In January 1988, having worked her way up in the literary hierarchy, Morrison received the Ritz-Hemingway, National Book, and National Book Critics Circle nominations for Beloved — but no awards. Led by poet June Jordan, a formal protest that white critics were unwilling to recognize Morrison's enormous talent ran in major newspapers, accompanied by an open letter from Maya Angelou, Amiri Baraka, Henry Louis Gates, Alice Walker, John Edgar Wideman, Angela Davis, and forty-two other African Americans. Critic Houston A. Baker labeled the letter a "civil action" designed to call attention to a "miscarriage of judgment": "We wanted to call the attention of others to this ignoring of the beauty and greatness of Morrison."
Morrison was stunned by the deluge of support from her peers. On March 31, she was awarded a Pulitzer Prize for Beloved, which had been on the bestseller list only eighteen weeks prior to the award. That same cataclysmic year, a list of awards came tumbling after. Fourteen honorary degrees poured in from mostly East Coast institutions, and Morrison was named Tanner Lecturer at the University of Michigan. The attractive, regal, literary matriarch accepted her windfall, winning audiences with her soft-spoken grace and a private, understated sense of self. "It was fabulous," she said. "I loved it.
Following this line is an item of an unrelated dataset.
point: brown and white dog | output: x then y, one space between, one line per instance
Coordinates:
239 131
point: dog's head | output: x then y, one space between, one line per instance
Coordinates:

I felt crowned."
In fall 1989, Morrison left her Albany home to accept the Robert F. Goheen Professorship in creative writing, women's studies, and African studies at Princeton, becoming the first black female to be so honored by an Ivy League university.
After receiving the Nobel Prize for literature, Morrison's crowning achievement, she has been besieged by a host of speaking engagements and has been granted honorary memberships in the Center for the Study of Southern Culture, New York Public Library, Helsinki Watch Committee, and advisory council of New York's Queens' College. Despite these new demands, she still struggles to make time for writing as she nurtures new black voices, but she has become an expert at finding privacy and sufficient solitude in order to write. As her father taught her in childhood, she still remains dubious of white society: "I teach my children that there is a part of yourself that you keep from white people — always."